Город лежал в руинах, и только вокруг главной площади – кажется, она называлась площадью Сталина – одиноко маячили два – три уцелевших фасада. Море людей заполняло улицы. Крайне бедно одетые, с абсолютно постными бледными лицами, они уныло, будто из-под палки, тянулись к указанному им месту, которое когда-то являло собой центр города.
Я намеревался сделать репортаж века, эдакую незабываемую летопись о звездном часе человечества, но тяжелое чувство, не унимаясь, грызло меня изнутри и начисто лишило мой голос выразительности. Тем не менее, я взял в руки микрофон, приготовил свои шпаргалки и, весь собравшись, приступил к делу. «Может быть, – говорил я себе, – все у меня получится совсем не так, как надо, но за правдивость я ручаюсь».
«Ну и пусть, – продолжал я успокаивать самого себя, – и дай бог, чтоб так получилось! Даже лучше, чтобы у коллег моих не было соблазна сделать из меня придворного репортера правящей верхушки…»
Но все получилось совсем не так, как я полагал. К моему великому удивлению, всеобщее равнодушие масс переросло внезапно в пламенное всеобщее возбуждение, которое вполне можно было назвать историческим. Когда громкоговорители провозгласили, что нынешний день будет золотыми буквами вписан в историю Европы, что наступил момент всеобщего торжества и ликования, массы буквально взорвались от восторга, и народ действительно стал неистовствовать. Весь Франкфурт высыпал на улицы, чтобы приветствовать наступление новой эры, эпохи братского сотрудничества и всеобщей пролетарской солидарности. Именно такие слова неслись из тысяч охрипших от ора громкоговорителей, и великая страсть разом охватила многотысячную массу ликующих людей.
Во всяком случае, таким представлялось мне тогда все это бушующее действо…
До той поры в моем представлении существовали два основных способа открытого выражения возвышенных чувств – так называемые, континентальный и средиземноморский. Последний тип, как я полагал, имеет сугубо генетических характер.
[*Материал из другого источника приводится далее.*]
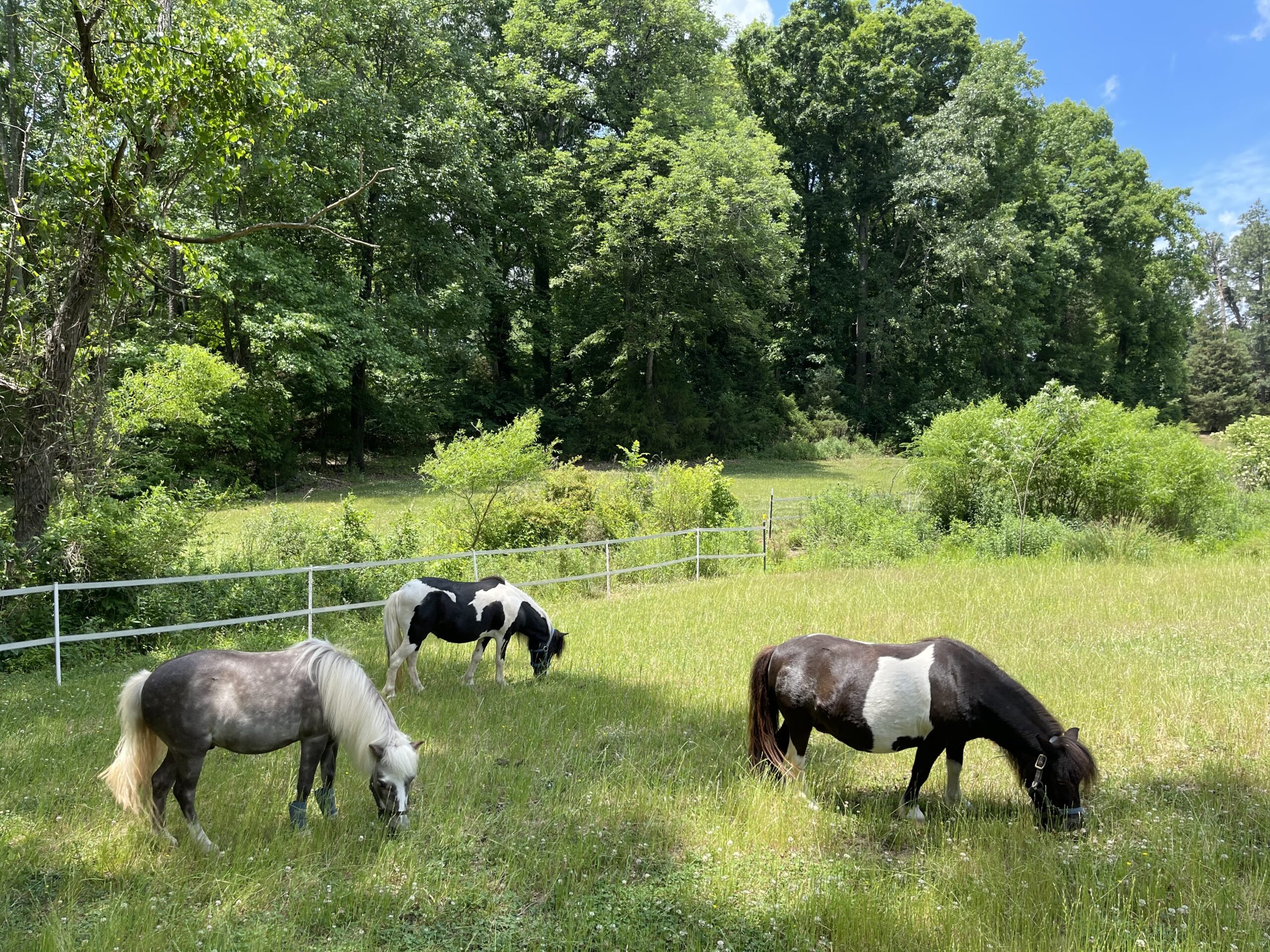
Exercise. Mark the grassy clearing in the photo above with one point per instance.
(388, 492)
(610, 806)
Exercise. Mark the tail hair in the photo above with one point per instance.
(137, 754)
(391, 630)
(763, 751)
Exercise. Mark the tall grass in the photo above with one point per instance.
(610, 805)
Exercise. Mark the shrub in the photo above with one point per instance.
(1249, 447)
(870, 527)
(1132, 541)
(479, 469)
(1079, 460)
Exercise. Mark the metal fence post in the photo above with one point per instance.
(58, 634)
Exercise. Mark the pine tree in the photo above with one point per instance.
(1221, 375)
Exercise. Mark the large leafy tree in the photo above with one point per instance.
(119, 116)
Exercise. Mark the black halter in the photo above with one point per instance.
(1067, 813)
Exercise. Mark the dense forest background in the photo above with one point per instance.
(243, 234)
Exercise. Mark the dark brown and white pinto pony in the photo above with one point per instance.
(933, 695)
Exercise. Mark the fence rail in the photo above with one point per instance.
(310, 611)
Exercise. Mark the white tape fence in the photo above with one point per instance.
(310, 611)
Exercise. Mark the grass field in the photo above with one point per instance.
(610, 806)
(388, 490)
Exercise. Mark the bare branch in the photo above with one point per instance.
(10, 384)
(308, 224)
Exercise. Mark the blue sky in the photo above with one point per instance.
(1187, 84)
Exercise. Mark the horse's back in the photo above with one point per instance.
(243, 701)
(872, 696)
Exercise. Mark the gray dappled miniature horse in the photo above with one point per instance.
(252, 704)
(933, 695)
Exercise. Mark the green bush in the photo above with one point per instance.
(1132, 541)
(867, 526)
(1249, 447)
(1074, 459)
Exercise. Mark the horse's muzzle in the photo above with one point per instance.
(1074, 818)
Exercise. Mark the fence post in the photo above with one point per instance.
(58, 634)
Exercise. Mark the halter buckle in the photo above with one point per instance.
(1040, 766)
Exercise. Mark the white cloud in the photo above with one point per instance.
(1227, 188)
(1263, 27)
(746, 12)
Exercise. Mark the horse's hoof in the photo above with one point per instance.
(327, 801)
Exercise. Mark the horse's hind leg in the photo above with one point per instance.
(501, 659)
(312, 751)
(189, 767)
(928, 752)
(412, 667)
(799, 734)
(160, 785)
(325, 794)
(472, 669)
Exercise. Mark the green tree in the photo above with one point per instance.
(1221, 376)
(1250, 277)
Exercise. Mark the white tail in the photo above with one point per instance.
(137, 754)
(391, 626)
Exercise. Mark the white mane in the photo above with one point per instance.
(355, 711)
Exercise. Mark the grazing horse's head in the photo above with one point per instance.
(395, 769)
(541, 652)
(1062, 770)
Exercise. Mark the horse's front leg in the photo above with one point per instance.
(189, 769)
(325, 794)
(928, 752)
(310, 754)
(160, 785)
(472, 669)
(954, 758)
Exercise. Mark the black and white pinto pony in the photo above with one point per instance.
(933, 695)
(463, 612)
(253, 704)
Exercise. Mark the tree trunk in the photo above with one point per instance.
(359, 398)
(45, 407)
(541, 324)
(861, 309)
Это сидит в нас под самой кожей и готово при первой подходящей возможности вырваться наружу. При этом человек легко срывается с якорей, забывая обо всем на свете. Он весь трепещет и готов рвать на себе рубашку. Он плачет, рыдает или вовсе беснуется, готовый высадить зубы любому, кто подвернется под горячую руку.
Наряду с этим, полагал я, при континентальном типе изъявления высоких чувств человек выражает свое отношение к происходящему едва заметной морщинкой, почти тенью, промелькнувшей в уголках рта. Движением руки столь легким, что кажется, будто рука эта сутками находилась в состоянии глубокой заморозки и буквально только что была подвергнута основательной стерильной обработке. Человек может кивать в знак согласия, даже аплодировать, так и не стряхнув с губ многозначительной, едва заметной ухмылки.
Во Франкфурте на Одере я открыл для себя третью разновидность выражения своего отношения к происходящим событиям. Революционную. Это было организованное буйство толпы. Управляемая безудержность. Всеобщее помешательство, добротно отрежиссированное для средств массовой информации.
Людские потоки проносились мимо, изрыгая одни и те же лозунги, которые сотрясали все вокруг словно ударами тяжелого молота. Люди дружно маршировали по улицам четко отработанным шагом. Миллион пронзительных голосовых связок, будто тяжелый выдох гигантского локомотива, ритмично сотрясал наэлектризованный воздух.